Fullan’s paper – Choosing the wrong drivers for whole system reform (April, 2011) – highlights that policy makers who select the wrong drivers (like testing, accountability, fragmentation – and technology) may get a few runs on the board, but they won’t achieve system lift.
He picks out the following as the right drivers that, when working in tandem, show evidence of making a systemic difference. Efforts to lift schooling must:
- foster intrinsic motivation for teachers and leaders
- engage students and teachers in continuous improvement of instruction and learning
- inspire collective or team work
- affect all teachers and leaders
A key point he makes, for me, is around technology: That the mistake is thinking that a new and shiny technology will somehow make the difference – but “not without smart pedagogy it won’t”.

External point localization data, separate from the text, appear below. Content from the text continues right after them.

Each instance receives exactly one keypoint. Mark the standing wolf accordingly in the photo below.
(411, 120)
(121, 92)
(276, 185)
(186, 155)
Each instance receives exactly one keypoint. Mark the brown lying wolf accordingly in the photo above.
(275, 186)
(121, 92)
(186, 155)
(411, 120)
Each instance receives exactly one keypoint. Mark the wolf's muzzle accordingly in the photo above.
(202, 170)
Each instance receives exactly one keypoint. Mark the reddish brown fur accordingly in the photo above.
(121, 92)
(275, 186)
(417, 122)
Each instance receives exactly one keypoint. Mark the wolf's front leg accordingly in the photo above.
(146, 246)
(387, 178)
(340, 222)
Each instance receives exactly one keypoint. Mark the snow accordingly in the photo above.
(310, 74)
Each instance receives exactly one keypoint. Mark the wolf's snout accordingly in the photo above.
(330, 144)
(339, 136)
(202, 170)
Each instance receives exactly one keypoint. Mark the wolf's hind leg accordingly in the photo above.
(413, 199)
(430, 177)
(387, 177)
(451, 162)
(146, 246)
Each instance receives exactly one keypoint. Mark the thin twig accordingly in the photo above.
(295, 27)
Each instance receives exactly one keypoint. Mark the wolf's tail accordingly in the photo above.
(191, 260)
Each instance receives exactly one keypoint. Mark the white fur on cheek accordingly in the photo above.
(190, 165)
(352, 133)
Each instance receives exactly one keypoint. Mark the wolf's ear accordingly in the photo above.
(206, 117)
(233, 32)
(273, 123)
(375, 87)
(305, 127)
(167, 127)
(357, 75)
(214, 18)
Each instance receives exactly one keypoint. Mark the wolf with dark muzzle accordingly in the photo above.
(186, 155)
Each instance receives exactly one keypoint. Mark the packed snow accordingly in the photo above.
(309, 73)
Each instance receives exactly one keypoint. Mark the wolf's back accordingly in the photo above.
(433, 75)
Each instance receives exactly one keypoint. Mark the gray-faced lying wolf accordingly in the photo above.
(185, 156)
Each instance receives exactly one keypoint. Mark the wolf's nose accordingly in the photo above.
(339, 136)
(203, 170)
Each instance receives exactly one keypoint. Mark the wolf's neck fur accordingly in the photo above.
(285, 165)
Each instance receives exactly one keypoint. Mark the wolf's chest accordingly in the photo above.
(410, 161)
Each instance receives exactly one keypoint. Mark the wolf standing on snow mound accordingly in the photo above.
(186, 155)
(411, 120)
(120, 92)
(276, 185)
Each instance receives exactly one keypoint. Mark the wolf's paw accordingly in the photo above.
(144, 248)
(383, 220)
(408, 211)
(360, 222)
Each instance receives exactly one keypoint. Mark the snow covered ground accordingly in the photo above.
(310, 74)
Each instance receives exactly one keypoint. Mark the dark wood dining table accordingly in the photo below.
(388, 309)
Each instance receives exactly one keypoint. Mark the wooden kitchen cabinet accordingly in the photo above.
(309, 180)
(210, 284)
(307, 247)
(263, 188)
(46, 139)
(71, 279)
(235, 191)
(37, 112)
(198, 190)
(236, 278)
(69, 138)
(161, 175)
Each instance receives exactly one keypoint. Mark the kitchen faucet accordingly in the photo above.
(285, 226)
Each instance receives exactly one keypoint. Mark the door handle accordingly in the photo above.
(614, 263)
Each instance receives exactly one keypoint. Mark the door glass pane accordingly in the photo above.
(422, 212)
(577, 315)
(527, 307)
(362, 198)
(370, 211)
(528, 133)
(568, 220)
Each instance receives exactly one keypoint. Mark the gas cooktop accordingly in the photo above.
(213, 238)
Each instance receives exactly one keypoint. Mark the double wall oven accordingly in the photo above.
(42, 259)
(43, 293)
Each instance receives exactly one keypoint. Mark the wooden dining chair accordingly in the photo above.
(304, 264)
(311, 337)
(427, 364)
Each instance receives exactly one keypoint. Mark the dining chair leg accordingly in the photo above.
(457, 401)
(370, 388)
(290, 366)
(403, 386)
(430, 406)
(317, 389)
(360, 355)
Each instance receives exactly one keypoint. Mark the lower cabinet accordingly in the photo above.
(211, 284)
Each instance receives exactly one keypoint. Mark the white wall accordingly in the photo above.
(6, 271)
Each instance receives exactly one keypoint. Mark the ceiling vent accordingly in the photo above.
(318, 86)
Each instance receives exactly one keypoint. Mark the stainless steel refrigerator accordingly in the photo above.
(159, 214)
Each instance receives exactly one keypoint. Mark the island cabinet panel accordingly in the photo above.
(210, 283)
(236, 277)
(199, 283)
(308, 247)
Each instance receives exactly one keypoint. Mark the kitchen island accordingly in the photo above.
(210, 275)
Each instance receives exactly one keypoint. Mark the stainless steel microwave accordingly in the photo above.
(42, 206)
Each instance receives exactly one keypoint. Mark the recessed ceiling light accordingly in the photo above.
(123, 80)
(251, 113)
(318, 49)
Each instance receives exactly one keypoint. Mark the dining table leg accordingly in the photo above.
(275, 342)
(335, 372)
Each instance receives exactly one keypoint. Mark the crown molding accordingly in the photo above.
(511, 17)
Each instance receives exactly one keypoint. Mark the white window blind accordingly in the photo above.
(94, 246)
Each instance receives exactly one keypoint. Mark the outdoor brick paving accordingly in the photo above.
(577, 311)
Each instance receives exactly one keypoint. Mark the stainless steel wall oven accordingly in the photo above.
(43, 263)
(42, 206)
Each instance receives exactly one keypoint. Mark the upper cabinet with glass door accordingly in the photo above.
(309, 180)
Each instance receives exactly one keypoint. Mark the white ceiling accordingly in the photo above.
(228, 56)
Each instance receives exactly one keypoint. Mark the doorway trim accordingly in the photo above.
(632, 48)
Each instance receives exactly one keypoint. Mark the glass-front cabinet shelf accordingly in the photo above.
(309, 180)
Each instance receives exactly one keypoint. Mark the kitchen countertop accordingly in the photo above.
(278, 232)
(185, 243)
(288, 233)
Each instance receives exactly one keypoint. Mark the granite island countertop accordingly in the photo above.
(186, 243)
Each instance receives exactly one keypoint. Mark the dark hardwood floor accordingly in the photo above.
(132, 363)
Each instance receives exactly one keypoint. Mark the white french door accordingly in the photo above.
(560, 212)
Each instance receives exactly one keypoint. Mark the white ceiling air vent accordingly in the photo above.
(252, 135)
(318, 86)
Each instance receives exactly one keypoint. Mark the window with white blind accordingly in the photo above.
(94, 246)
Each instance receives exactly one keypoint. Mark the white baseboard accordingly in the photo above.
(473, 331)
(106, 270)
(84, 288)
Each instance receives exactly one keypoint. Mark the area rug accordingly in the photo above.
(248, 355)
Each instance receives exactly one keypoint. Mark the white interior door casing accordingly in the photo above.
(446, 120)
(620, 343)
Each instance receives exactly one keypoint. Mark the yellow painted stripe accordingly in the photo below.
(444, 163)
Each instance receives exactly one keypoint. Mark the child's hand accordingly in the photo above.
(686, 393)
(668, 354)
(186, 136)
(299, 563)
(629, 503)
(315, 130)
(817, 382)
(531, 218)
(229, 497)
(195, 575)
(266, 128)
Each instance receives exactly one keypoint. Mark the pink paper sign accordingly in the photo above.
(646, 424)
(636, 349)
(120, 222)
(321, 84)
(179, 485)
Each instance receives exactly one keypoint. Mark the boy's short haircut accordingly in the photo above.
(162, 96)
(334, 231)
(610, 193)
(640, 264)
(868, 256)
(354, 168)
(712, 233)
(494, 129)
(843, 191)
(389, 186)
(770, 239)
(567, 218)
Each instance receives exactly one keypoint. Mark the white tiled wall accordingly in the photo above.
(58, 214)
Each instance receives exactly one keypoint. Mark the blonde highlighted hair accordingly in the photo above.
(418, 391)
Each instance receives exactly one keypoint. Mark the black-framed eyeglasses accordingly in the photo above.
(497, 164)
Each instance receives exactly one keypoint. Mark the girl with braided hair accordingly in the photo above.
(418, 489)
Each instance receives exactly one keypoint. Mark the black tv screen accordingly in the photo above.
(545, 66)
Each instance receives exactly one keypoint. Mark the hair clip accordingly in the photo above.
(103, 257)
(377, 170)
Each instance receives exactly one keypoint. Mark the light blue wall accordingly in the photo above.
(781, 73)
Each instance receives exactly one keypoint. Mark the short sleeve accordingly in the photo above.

He argues firmly for pedagogy, not technology, to be in the driving seat, no matter how seductive those shiny things might be. Once teachers are grounded in effective instruction, that integrates technology, then we might see acceleration in engagement.
“Without pedagogy in the driving seat, there is a growing evidence that technology is better at driving us to distraction , and that the digital world of the child is detached from the world of the school” (p. 15)
He cites OECD surveys that suggest that deep learning with technology rarely happens at home, so schools need to be the place where that depth of engagement and higher order thinking occurs.
Possibly this is nothing new – but it’s good to hear it from Fullan, and in a way that positions the thinking at a policy level.